II Corintios 5:16 y 17

Mírame a mí y puede que veas a un hombre débil y lleno de fallos, pero Dios no me conoce según la carne, Dios no me ve así, soy una nueva criatura, una nueva creación, soy un hijo amado de Dios, ¿qué piensan de ti cuando la gente te mira? ¡Qué no te importe lo que piensen de ti los que te conocen según la carne! Dios ya no te conoce así, Dios te ve como una hija amada, como un hijo amado, como parte de su familia, como amigas y amigos . . . cuando veamos las debilidades de nuestros hermanos, pensemos en lo que Dios dice de ellos, pensemos en la obra maravillosa que Dios está haciendo en sus vidas, sigamos lo que Pablo nos dice “no conozcamos a nadie según la carne”.
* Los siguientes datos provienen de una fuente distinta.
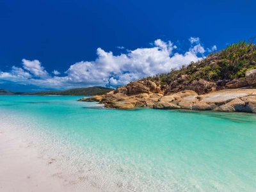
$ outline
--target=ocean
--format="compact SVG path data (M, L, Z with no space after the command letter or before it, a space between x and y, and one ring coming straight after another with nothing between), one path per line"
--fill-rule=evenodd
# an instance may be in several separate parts
M255 191L256 115L106 109L81 97L0 96L0 125L100 191Z

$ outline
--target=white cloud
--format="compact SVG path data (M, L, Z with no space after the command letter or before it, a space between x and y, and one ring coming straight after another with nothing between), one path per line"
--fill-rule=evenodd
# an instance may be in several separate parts
M55 76L58 76L60 74L60 72L59 72L58 70L54 70L52 72L52 74L54 74Z
M191 44L198 44L200 42L199 37L193 37L191 36L189 39L189 41Z
M125 49L125 47L124 47L124 46L116 46L117 49Z
M207 51L209 52L213 52L213 51L216 51L217 50L217 46L216 45L213 45L212 47L211 47L211 48L207 48Z
M152 47L138 48L119 55L113 55L112 52L98 48L95 61L74 63L63 77L55 76L60 74L57 70L52 72L54 76L51 76L38 60L23 59L22 68L13 67L9 72L0 72L0 81L62 89L123 85L200 60L205 49L199 43L198 38L191 38L189 41L196 44L183 54L175 52L177 47L172 42L160 39L154 42Z
M41 63L38 60L29 61L23 59L22 61L23 68L30 72L35 77L47 77L48 76L47 72L41 66Z

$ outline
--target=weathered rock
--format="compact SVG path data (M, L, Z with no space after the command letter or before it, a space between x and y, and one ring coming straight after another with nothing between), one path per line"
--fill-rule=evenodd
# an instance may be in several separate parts
M175 100L175 99L174 99L174 97L173 95L164 96L164 97L161 97L161 99L159 99L160 102L170 102L174 100Z
M85 101L85 102L100 102L104 95L95 95L91 97L83 97L78 99L78 101Z
M145 86L141 83L138 82L131 82L126 86L127 89L127 95L135 95L141 93L150 93L150 88Z
M180 107L181 109L192 109L193 102L190 101L182 100L178 102L177 104Z
M150 91L152 93L158 93L161 91L159 84L157 84L155 82L150 80L146 80L143 84L149 88Z
M240 99L235 99L232 101L220 106L214 109L214 111L226 111L226 112L232 112L232 111L239 111L242 112L244 111L245 107L245 102L241 100Z
M214 103L207 103L203 101L198 101L192 104L193 110L212 110L216 108Z
M153 106L154 109L180 109L180 107L172 102L159 102Z
M204 79L193 81L192 83L186 86L186 90L191 90L196 92L198 94L202 95L214 91L216 84L214 82L207 81Z
M245 80L233 79L226 83L226 87L228 88L238 88L244 87L248 85L248 83Z
M256 89L230 89L200 95L198 98L204 102L213 102L217 106L225 104L235 99L256 95Z
M241 98L243 100L246 106L244 109L244 112L256 113L256 96L247 96Z
M246 72L245 78L250 86L256 86L256 69L252 69Z
M226 85L226 84L227 84L228 82L229 82L229 81L230 81L230 80L226 80L226 79L224 79L224 80L218 80L218 81L216 82L216 84L217 84L217 86L223 86Z
M114 90L114 93L121 93L126 94L127 93L127 89L125 86L119 86Z

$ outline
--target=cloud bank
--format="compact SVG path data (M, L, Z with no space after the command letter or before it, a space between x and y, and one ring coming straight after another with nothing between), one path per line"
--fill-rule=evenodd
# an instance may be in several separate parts
M116 87L196 61L201 60L205 52L217 49L216 45L205 49L197 37L191 37L189 41L190 47L182 53L176 51L178 47L172 42L160 39L156 40L152 47L138 48L119 55L98 48L95 61L74 63L63 76L56 70L52 74L47 72L38 60L23 59L22 67L13 66L9 71L0 71L0 81L10 81L44 88Z

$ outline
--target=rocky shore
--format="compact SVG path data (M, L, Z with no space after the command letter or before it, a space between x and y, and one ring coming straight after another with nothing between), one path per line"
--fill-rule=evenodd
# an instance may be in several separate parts
M256 69L248 71L244 80L209 82L199 79L184 85L182 82L186 78L186 75L182 76L177 82L169 85L140 80L105 95L79 100L99 102L106 108L122 109L146 107L256 113Z

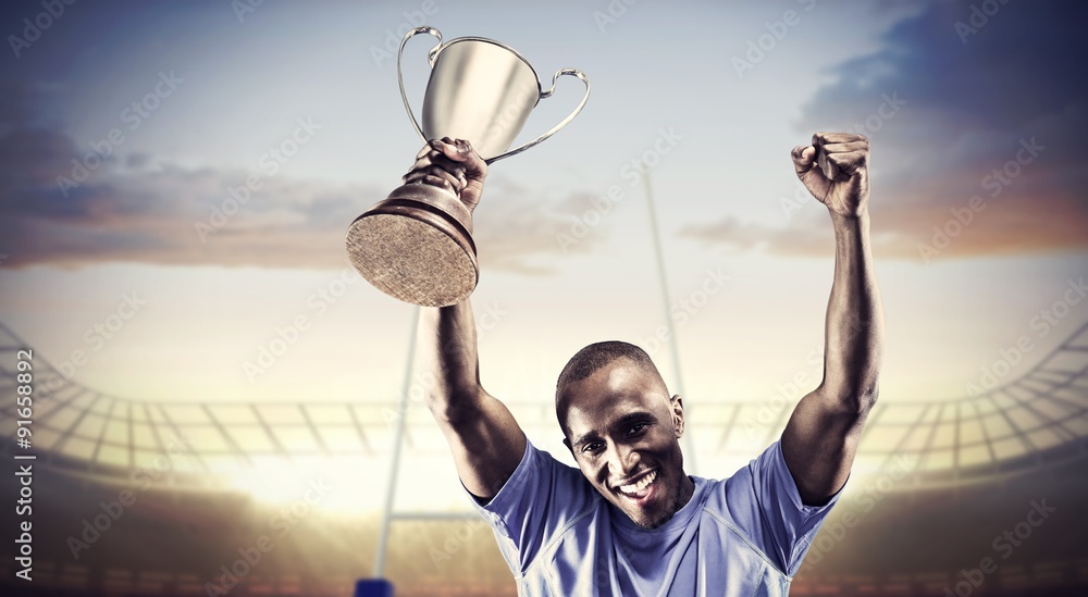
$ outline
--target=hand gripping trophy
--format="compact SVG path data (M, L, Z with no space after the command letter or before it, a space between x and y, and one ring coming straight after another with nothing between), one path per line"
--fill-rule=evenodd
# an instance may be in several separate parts
M400 59L405 43L423 33L436 37L438 43L428 53L431 78L421 127L405 94ZM582 101L552 129L510 149L529 113L552 96L562 75L585 84ZM559 70L552 77L552 88L544 91L536 71L512 48L482 37L443 43L442 34L432 27L417 27L400 40L397 78L405 110L424 142L466 139L487 164L551 137L578 115L590 97L590 79L581 71ZM480 273L468 209L453 191L423 182L397 187L357 217L347 231L347 252L356 270L378 289L423 307L463 301Z

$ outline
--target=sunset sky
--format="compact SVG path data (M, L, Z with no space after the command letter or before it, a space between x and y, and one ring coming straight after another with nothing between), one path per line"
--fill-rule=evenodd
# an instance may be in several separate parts
M969 2L77 2L26 36L42 10L0 9L0 322L36 358L82 351L74 378L103 393L395 400L412 310L349 269L344 233L422 146L395 58L421 17L515 47L545 87L568 66L592 80L565 130L493 164L477 211L499 398L549 401L566 360L610 338L676 385L641 159L670 300L714 288L677 329L689 400L818 380L832 231L789 159L816 130L870 138L881 400L960 398L1022 336L1010 375L1088 321L1068 291L1088 273L1081 3L1010 2L967 30ZM432 45L405 52L417 110ZM520 139L581 92L560 79ZM260 188L218 220L247 178ZM281 335L289 349L247 374Z

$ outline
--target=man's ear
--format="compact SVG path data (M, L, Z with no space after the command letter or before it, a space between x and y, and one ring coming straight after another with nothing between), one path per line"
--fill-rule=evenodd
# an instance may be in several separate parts
M672 433L679 438L683 436L683 398L673 394L669 403L672 407Z

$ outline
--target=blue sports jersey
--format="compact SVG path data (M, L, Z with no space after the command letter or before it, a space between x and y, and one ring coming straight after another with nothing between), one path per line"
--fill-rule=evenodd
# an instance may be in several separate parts
M788 594L841 495L804 506L778 441L727 480L691 478L691 500L647 531L527 443L514 475L477 508L521 596L749 597Z

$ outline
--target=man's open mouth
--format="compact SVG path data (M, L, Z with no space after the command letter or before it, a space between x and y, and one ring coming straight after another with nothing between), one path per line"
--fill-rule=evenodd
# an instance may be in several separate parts
M657 487L657 471L651 471L648 474L644 475L639 481L630 483L628 485L620 485L616 487L616 493L619 495L633 500L636 505L642 506L648 498L655 493Z

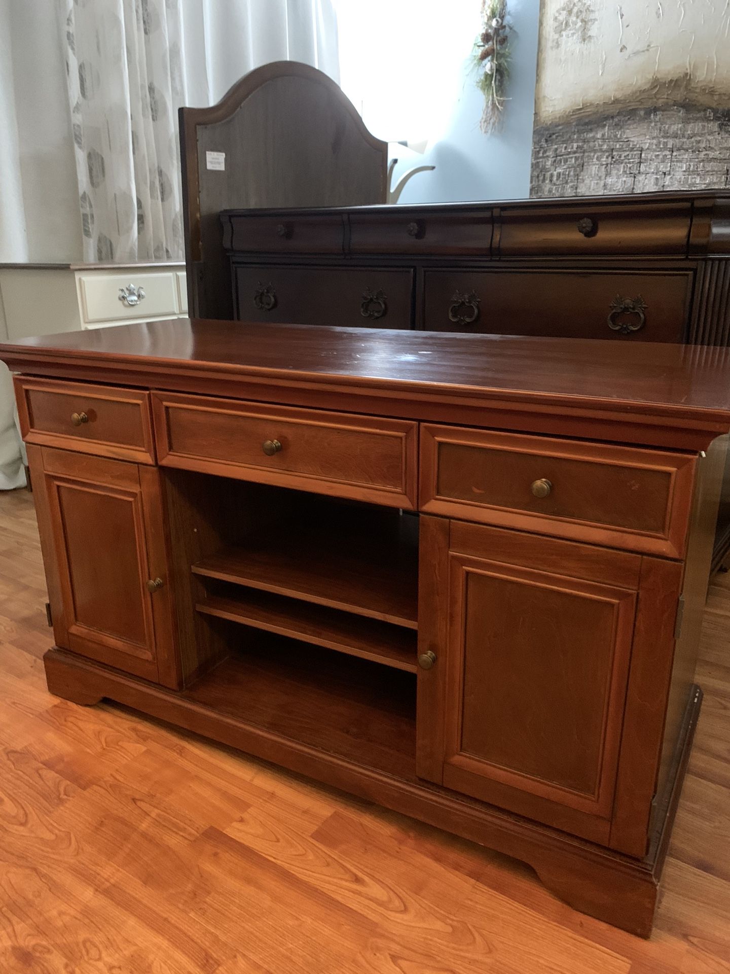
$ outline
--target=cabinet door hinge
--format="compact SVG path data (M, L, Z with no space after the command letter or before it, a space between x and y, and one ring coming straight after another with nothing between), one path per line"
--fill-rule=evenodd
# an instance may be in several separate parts
M678 639L682 631L682 620L684 619L684 596L680 595L676 600L676 618L675 618L675 639Z

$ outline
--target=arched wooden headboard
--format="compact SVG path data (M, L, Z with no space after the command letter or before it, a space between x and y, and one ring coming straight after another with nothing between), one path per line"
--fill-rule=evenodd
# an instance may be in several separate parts
M195 317L233 318L222 209L386 199L387 142L368 131L331 78L308 64L266 64L217 105L181 108L180 142L188 300ZM209 169L207 153L225 153L225 169Z

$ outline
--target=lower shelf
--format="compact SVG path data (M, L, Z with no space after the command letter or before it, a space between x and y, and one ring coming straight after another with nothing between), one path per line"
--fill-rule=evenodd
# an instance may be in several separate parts
M409 673L417 670L416 633L389 622L239 585L208 593L196 609L204 616L290 636Z
M358 765L416 773L416 676L251 632L182 695L220 714Z

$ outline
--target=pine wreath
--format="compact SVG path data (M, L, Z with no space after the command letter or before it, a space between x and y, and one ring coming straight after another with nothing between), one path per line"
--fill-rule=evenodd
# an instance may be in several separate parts
M484 94L481 127L487 133L498 129L502 121L512 56L511 31L507 0L482 0L482 30L474 42L472 62L477 88Z

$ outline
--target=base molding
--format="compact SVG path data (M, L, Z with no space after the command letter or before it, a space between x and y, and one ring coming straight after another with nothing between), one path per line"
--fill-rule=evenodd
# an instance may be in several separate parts
M651 933L659 879L692 746L702 692L685 715L670 801L646 859L637 860L419 779L404 780L220 714L185 693L128 676L63 650L44 656L48 688L74 703L107 698L418 818L527 862L542 882L581 913L639 936Z

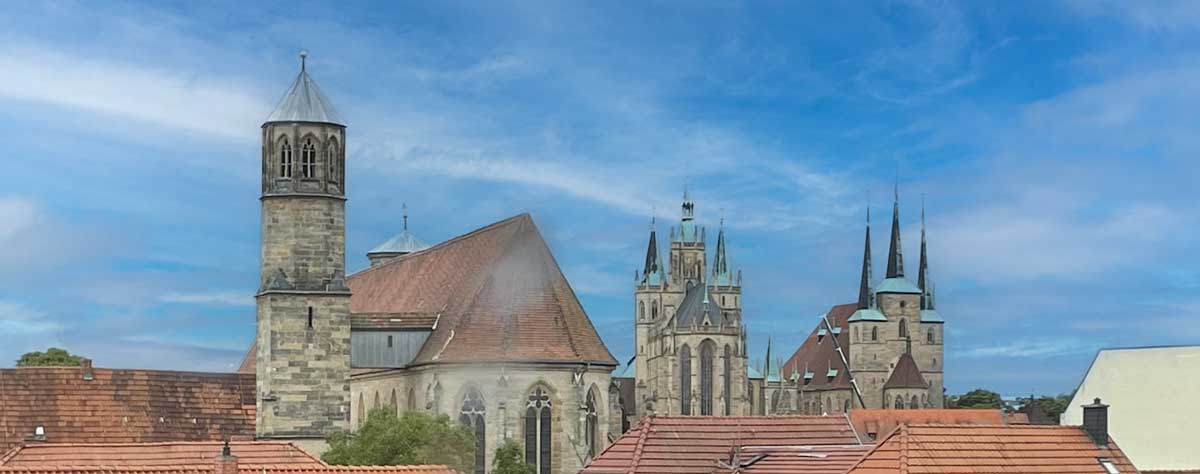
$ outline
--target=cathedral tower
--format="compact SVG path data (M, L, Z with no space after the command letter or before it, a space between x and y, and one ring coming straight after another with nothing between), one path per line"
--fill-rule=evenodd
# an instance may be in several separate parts
M348 428L346 125L300 74L263 124L257 434L319 442Z

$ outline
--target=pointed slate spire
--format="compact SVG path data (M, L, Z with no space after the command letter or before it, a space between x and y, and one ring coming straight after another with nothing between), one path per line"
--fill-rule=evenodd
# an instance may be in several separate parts
M892 246L888 248L888 278L904 278L904 251L900 248L900 185L892 202Z
M650 217L650 244L646 248L646 268L642 269L642 276L649 276L659 271L659 241L655 236L654 221L655 218Z
M346 126L346 122L337 115L337 110L329 102L329 98L320 92L317 83L308 76L305 65L307 52L300 52L300 74L288 88L288 92L280 100L275 112L266 118L266 122L278 121L306 121L317 124L334 124Z
M920 200L920 266L917 269L917 288L920 288L920 308L932 310L932 282L929 281L929 257L925 254L925 199Z
M866 206L866 238L863 241L863 278L858 282L858 308L871 307L871 206Z

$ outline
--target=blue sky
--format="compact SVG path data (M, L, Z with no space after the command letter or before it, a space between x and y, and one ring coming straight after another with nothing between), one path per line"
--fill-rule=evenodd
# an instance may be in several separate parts
M1067 391L1097 348L1200 343L1198 30L1171 1L12 4L0 365L236 365L258 126L304 48L349 124L352 270L401 203L431 242L529 211L624 360L690 180L760 358L856 298L899 180L949 391Z

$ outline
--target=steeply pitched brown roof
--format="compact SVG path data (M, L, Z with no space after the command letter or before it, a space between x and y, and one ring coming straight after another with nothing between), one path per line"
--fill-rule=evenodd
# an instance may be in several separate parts
M850 422L864 440L882 438L900 425L1003 425L1004 412L986 409L928 408L896 410L878 408L854 408L850 410Z
M901 425L851 474L1094 473L1102 458L1136 474L1116 443L1098 448L1078 426Z
M710 474L738 446L858 444L842 416L647 416L581 473Z
M0 450L49 443L248 439L254 376L80 367L0 368Z
M896 367L892 370L892 376L883 384L884 390L928 388L929 383L925 382L925 377L922 377L920 367L917 367L917 361L912 360L912 354L910 353L900 354L900 360L896 360Z
M838 354L836 347L840 346L842 352L850 353L850 324L847 319L857 308L858 304L854 302L829 308L826 319L833 328L839 328L840 334L833 335L826 330L826 335L821 336L820 334L822 329L826 329L826 325L817 320L817 325L809 334L809 337L784 362L780 371L781 378L787 380L793 373L798 373L800 376L799 383L805 390L850 389L851 374L846 364L842 362L841 355ZM836 344L834 338L836 338ZM838 370L838 374L833 378L826 377L830 367ZM803 379L805 370L812 372L812 380L808 384L804 384Z
M18 445L0 456L0 467L26 469L64 466L110 469L130 467L206 468L212 466L212 460L221 454L222 444L222 442L30 443ZM246 440L230 442L229 448L238 456L239 467L325 466L319 458L292 443Z
M412 365L617 365L528 214L352 275L350 313L437 314Z

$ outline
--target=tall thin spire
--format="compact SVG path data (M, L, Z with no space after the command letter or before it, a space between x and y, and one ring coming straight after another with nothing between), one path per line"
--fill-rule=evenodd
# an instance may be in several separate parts
M888 278L904 278L904 251L900 248L900 184L892 200L892 246L888 248Z
M866 238L863 239L863 278L858 282L858 308L871 307L871 206L866 206Z
M917 288L920 288L920 308L931 310L929 256L925 253L925 197L920 197L920 266L917 268Z

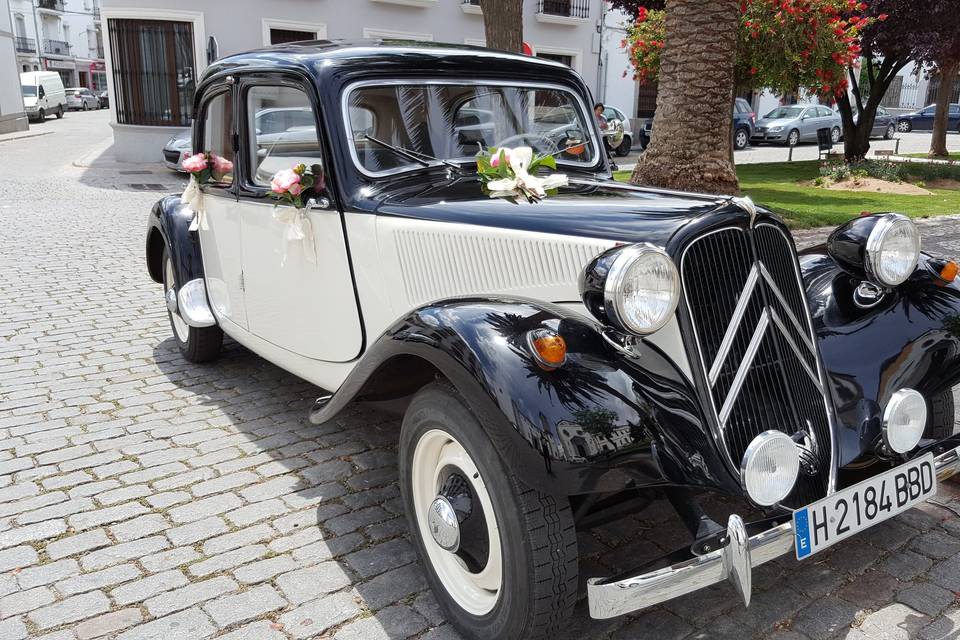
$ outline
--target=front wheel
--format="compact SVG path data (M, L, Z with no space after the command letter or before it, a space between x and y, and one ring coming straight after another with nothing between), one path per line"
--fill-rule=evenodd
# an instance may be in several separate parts
M163 293L164 299L170 296L176 300L176 279L173 273L173 260L167 250L163 250ZM167 316L170 319L170 328L173 329L173 338L177 341L180 354L189 362L210 362L220 355L220 346L223 344L223 330L214 325L212 327L191 327L179 313L167 305Z
M747 144L750 142L750 134L747 133L746 129L737 129L737 132L733 136L733 148L737 151L741 149L746 149Z
M464 637L543 638L576 603L566 498L524 485L451 387L433 383L400 431L400 489L427 580Z

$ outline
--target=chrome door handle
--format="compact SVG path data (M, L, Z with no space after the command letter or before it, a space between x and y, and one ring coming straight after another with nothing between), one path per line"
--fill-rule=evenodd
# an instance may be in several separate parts
M330 199L320 196L319 198L310 198L307 200L307 206L311 209L329 209Z

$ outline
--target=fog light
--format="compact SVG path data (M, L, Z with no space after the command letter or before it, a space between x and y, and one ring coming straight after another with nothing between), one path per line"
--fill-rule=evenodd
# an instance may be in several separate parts
M764 431L754 438L740 466L743 488L762 507L773 506L790 495L799 472L797 445L782 431Z
M893 451L912 451L927 426L927 401L919 391L900 389L883 412L883 441Z

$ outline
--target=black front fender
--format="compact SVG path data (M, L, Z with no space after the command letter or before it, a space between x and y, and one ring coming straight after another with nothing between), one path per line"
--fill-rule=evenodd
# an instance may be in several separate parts
M193 210L179 196L167 196L153 205L147 224L147 271L156 282L163 282L161 257L164 247L173 261L177 286L203 277L200 238L190 231Z
M539 327L566 340L562 367L547 371L532 359L527 333ZM739 492L693 389L666 356L640 344L628 357L585 316L539 302L456 299L417 309L371 346L311 420L324 422L364 399L380 371L406 375L391 363L409 358L445 377L510 468L542 491L676 485Z
M800 257L837 410L841 466L872 453L898 389L930 398L960 383L960 288L940 280L928 260L922 256L910 280L863 309L853 299L859 282L825 247Z

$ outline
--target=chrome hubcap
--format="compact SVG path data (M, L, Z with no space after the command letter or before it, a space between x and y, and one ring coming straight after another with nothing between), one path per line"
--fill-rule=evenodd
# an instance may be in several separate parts
M433 541L441 549L450 553L457 552L460 548L460 522L453 505L445 496L437 496L430 504L427 524L430 526Z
". . . desde este momento, no vemos a los demás como lo hace todo el mundo. Es cierto que en el pasado veíamos a Cristo de esa manera, pero ahora no lo vemos como un hombre cualquiera."
II Corintios 5:16 – La Biblia Palabra de Dios para todos

“A partir de ahora, ya no vamos a valorar a los demás desde el punto de vista humano. Y aunque antes valorábamos a Cristo de esa manera, ya no seguiremos valorándolo así.”
II Corintios 5:16 – Biblia en Lenguaje Sencillo

“. . . de ahora en adelante no consideramos a nadie según criterios meramente humanos. Aunque antes conocimos a Cristo de esta manera, ya no lo conocemos así.”